- 2001 album cover for the Italian market

Single by Zucchero and Maná

from the album Shake (original version) Zu & Co. (2006 re-release)
- B-side: "Rock Your Mum" (2006 re-release)
- Released: June 15, 2001
- Recorded: 2001
- Genre: Rock
- Length: 4:04
- Label: Polydor; Universal;
- Songwriters: Adelmo Fornaciari; Roberto Zanetti; Sarah Eden Davis (original version);
- Producer: Corrado Rustici

Zucchero singles chronology
| "Blu/Blue" (1998) | "Baila (Sexy Thing)" (2001) | "Ahum" (2001) |

Maná singles chronology
| "Te llevaré al cielo" (2003) | "Baila morena" (2006) | "Labios compartidos" (2006) |

Alternative cover
- 2001 album cover for the European market

= Baila morena (Zucchero song) =

"Baila (Sexy Thing)", often known as "Baila morena" ("Dance, Brunette"), is a song by Italian singer Zucchero. The song was first released as the lead single of his ninth studio album Shake, and it was highly popular in Italy and Spain, reaching #1 chart positions, but achieved moderate success in other countries. Zucchero also recorded an English-language version for the single release. Zucchero later re-recorded the song in Spanish with the Mexican rock band Maná for the compilation album Zu & Co, but only reached chart success in 2006 due to its inclusion in the soundtrack of the film French Fried Vacation 3.

On February 2, 2006, the single entered the French Singles Chart at #64, then jumped straight to #1, which is the third biggest jump to number-one in this country. After four weeks at #1, the singles dropped almost every week on the chart, totaling ten weeks in the top ten, 17 in the top 50 and 28 in the top 100. It was certified Gold by the SNEP.

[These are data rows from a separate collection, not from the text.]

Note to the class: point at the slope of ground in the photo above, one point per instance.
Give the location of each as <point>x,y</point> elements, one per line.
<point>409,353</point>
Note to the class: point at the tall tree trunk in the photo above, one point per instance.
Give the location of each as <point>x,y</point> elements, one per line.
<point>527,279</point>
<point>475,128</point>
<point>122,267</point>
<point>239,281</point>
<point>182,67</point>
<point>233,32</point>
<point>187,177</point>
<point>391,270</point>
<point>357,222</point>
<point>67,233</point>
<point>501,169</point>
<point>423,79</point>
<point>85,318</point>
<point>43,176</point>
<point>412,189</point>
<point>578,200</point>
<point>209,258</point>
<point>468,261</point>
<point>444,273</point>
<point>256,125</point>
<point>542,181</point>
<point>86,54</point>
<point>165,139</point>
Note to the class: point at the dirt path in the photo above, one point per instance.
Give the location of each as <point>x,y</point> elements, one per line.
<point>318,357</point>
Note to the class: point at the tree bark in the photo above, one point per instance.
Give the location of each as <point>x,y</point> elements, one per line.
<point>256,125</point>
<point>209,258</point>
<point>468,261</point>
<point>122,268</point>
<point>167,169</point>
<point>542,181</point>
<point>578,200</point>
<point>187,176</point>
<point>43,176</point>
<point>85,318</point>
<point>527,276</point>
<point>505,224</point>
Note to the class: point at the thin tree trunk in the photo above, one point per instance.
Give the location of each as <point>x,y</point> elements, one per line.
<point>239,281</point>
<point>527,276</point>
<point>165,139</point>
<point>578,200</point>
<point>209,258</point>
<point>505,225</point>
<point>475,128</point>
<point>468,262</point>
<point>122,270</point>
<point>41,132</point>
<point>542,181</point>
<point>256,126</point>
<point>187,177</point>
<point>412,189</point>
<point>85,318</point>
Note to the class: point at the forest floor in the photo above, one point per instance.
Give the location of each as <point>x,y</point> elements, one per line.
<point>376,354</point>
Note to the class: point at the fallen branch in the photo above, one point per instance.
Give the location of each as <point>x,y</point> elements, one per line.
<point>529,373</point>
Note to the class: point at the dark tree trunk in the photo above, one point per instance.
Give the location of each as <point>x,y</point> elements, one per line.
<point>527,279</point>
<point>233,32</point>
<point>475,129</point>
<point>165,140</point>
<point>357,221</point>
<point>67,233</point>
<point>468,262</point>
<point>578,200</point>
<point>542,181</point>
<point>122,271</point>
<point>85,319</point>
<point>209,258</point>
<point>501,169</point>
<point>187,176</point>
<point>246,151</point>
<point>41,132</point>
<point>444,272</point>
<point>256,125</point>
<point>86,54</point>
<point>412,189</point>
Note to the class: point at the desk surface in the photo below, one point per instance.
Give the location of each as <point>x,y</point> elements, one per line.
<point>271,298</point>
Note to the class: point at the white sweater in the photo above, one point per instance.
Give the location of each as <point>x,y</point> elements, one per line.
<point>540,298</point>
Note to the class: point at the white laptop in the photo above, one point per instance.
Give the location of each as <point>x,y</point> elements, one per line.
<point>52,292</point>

In 2007, the song was covered by Patrick Fiori and Hélène Ségara and included in a medley available on Les Enfoirés' album La Caravane des Enfoirés.

== Composition ==
Zucchero co-wrote the song with Roberto Zanetti who used his "Robyx" alias. The song uses vocal samples from Muddy Waters Mannish Boy and Al Greens Take Me To The River.

==Track listings==

- 2001 release

  - CD single
1. "Baila" (Sexy Thing) (English version) — 4:06
2. "Baila" (Sexy Thing) — 4:06

  - CD maxi
3. "Baila (Sexy Thing)" — 4:07
4. "Hey Man - Sing a Song" by Zucchero with B.B. King — 4:49
5. "Karma, stai kalma" by Zucchero featuring Irene Fornaciari — 4:45
6. "Baila (Sexy Thing)" (Charlie Rapino club mix) — 6:17

- 2006 release

  - CD single
7. "Baila morena" — 4:04
8. "Rock Your Mum" by Étienne Perruchon — 2:46

  - Digital download
9. "Baila morena" — 4:04

==Charts==

===Peak positions===

| Chart (2001) | Peak position |
|---|---|
| Belgian (Flanders) Singles Chart | 23 |
| Belgian (Wallonia) Singles Chart | 18 |
| Dutch Singles Chart | 90 |
| Italian Singles Chart | 1 |
| German Singles Chart | 97 |
| Swiss Singles Chart | 3 |
| Chart (2002) | Peak position |
| Polish Airplay Chart (Music & Media) | 4 |
| Polish Airplay Chart (ZPAV) | 9 |
| Spanish Singles Chart | 1 |
| Chart (2006) | Peak position |
| Belgian (Wallonia) Singles Chart | 3 |
| Eurochart Hot 100 | 5 |
| French Digital Chart | 1 |
| French Singles Chart | 1 |
| Swiss Singles Chart | 10 |

===Year-end charts===

| Chart (2001) | Position |
|---|---|
| Swiss Singles Chart | 11 |
| Chart (2006) | Position |
| Belgian (Wallonia) Singles Chart | 17 |
| French Airplay Chart | 59 |
| French Digital Chart | 8 |
| French TV Airplay Chart | 81 |
| Swiss Singles Chart | 61 |

==Certifications==

Certifications for "Baila morena"
| Region | Certification | Certified units/sales |
| France (SNEP) | Gold | 200,000^{*} |
| Italy (FIMI) Since 2009 | Platinum | 100,000^{‡} |
| Spain (Promusicae) | Gold | 30,000^{‡} |
| Switzerland (IFPI Switzerland) | Gold | 20,000^{^} |
^{*} Sales figures based on certification alone. ^{^} Shipments figures based on certification alone. ^{‡} Sales+streaming figures based on certification alone.